People who disagree are usually die-hard nerds who possess little or no aesthetic sense, completely unaware of their lack of sound judgment and tendency to self-delude. Truly pathetic creatures who cannot handle the truth.

I was playing around with Safari on my work PC, then played around with the ClearType tool for XP, and finally found a nice compromise. The LCD looks good, not great. Safari for XP looks terrible, way too dark and blurry.

Then I get home and on my MacBook, the above Safari picture looks great and the XP picture looks too thin.

Must be the resolution or something because I prefer the Mac font smoothing on the Mac and the XP smoothing on the PC.

You guys actually prefer to see the pixels? And you prefer to have unkerned fonts? This is a joke, right? April 1st came early this year.

And green-on-black monitors are the “most readable” too, right?

Ha, you guys crack me up.

Isaiah

Does “prefer to see the pixels” imply that you can’t see the red and blue outlines on the left and right sides of so-called ClearType and Mac type?

Perhaps those who like ClearType and Mac type are just slightly color-blind?

It is true. I use the nice new Dell 2407W-HC to type this from a connected MacBook Pro, and no matter how I try to set up fonts, they are MUCH worse then what Windows XP renders for me. MUCH worse.

I have 20/10 vision - so whoever wrote about people without glasses preferring Apple - boloney.

Common fonts to all versions of Windows Mac equivalents
http://www.ampsoft.net/webdesign-l/WindowsMacFonts.html

I’ve tried both cleartype and Mac fonts and I have to say I hate both. They BOTH look blurry to me and after a minute or two and I start to get eye-strain as my eyes desperately try to re-focus. My optician said that I can read the letters on the chart much smaller that is usually possible for the average person, so maybe my dislike of sub-pixel/anti-aliased fonts stems from the fact that I CAN see that fringes/aliased pixels quite clearly. I really really hope that future OS’s don’t force smoothed fonts on to every user.

Having recently bought a MacBook Pro, after years of using Windows, I, like so many others, am finding the font rendering on the Mac extremely hard to read and tiring on my eyes.

I tend to sit close to my monitor. On the MacBook’s screen the fonts are ok - small point sizes are still unforgivably blurry.
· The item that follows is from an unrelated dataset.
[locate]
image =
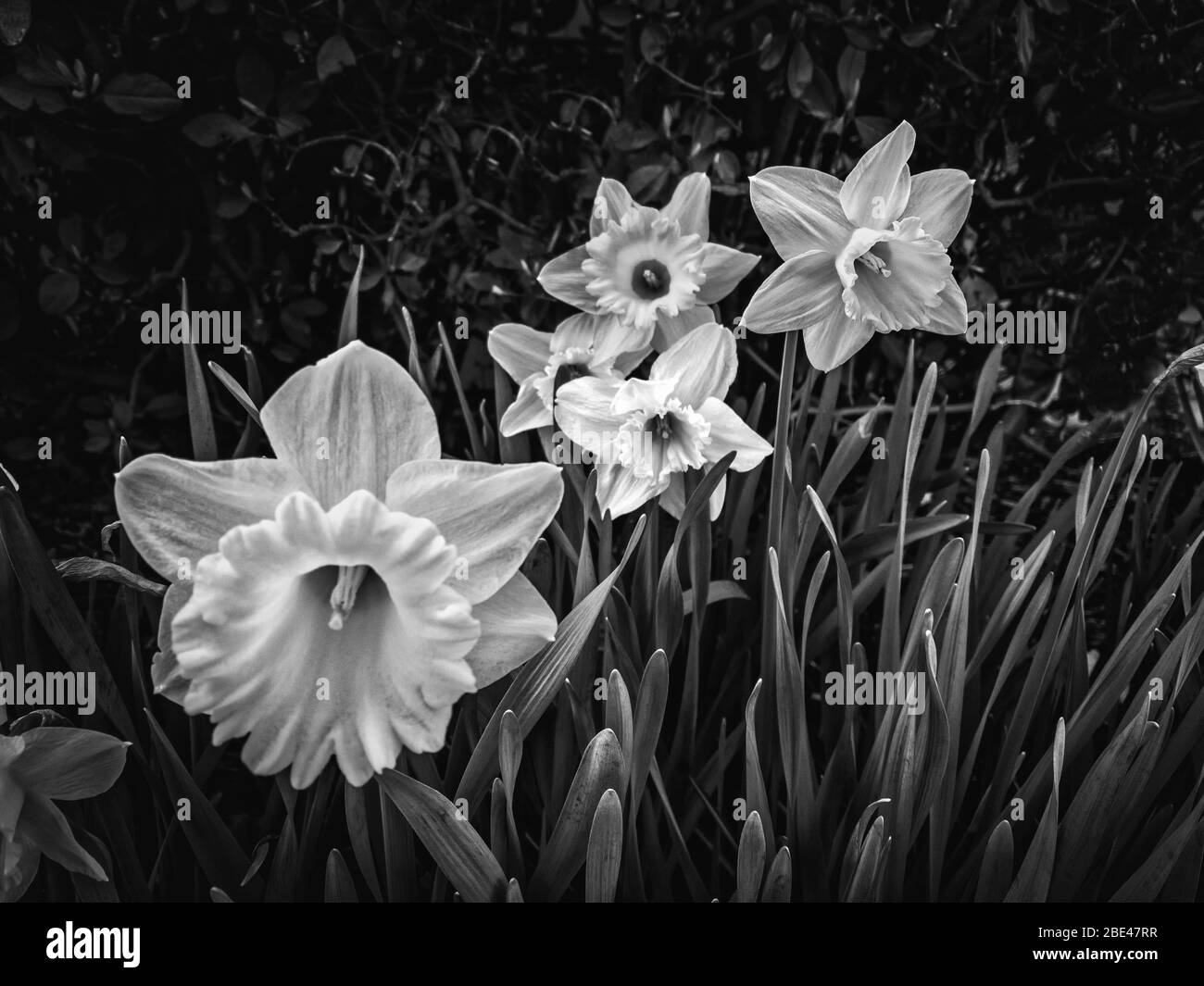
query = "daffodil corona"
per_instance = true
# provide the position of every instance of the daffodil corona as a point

On my external LCD, all fonts look pretty awful. I’ve learnt to sit further back, and hopefully, like others have said, in a few months I’ll be accustomed to the Apple font rendering.
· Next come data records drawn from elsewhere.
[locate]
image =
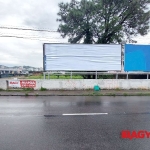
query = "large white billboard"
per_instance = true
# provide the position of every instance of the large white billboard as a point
(81, 57)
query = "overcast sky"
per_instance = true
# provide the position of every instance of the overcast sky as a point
(35, 14)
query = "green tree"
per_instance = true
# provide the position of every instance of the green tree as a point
(103, 21)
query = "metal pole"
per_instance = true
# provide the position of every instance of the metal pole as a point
(44, 75)
(96, 75)
(71, 74)
(127, 75)
(116, 76)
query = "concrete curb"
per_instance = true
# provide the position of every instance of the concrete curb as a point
(77, 93)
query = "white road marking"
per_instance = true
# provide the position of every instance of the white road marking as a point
(84, 114)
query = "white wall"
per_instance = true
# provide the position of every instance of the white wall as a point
(81, 84)
(3, 84)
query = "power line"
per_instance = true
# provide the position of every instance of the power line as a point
(29, 29)
(30, 38)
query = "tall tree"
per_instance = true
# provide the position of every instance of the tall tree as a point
(103, 21)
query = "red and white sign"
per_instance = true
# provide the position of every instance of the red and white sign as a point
(28, 83)
(22, 83)
(14, 83)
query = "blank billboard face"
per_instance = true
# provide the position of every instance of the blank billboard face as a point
(82, 57)
(137, 57)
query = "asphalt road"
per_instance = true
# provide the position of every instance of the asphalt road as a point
(72, 123)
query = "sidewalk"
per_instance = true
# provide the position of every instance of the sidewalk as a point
(77, 93)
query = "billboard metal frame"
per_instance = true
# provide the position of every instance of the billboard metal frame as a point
(80, 44)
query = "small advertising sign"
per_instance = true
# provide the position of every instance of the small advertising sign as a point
(22, 84)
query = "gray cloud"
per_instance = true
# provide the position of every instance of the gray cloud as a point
(41, 14)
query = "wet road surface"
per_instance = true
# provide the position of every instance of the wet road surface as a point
(72, 123)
I really think Cleartype is superior and would use it if the technology was available on my Mac. People have said, “Apple font rendering is closer to the printed forms.” Print is print. Screen is screen.

I really appreciate Microsoft’s efforts towards screen readability and creating custom typefaces fit for that purpose. That IS how I use the operating system after all. If only Apple would do the same, I’d be well chuffed.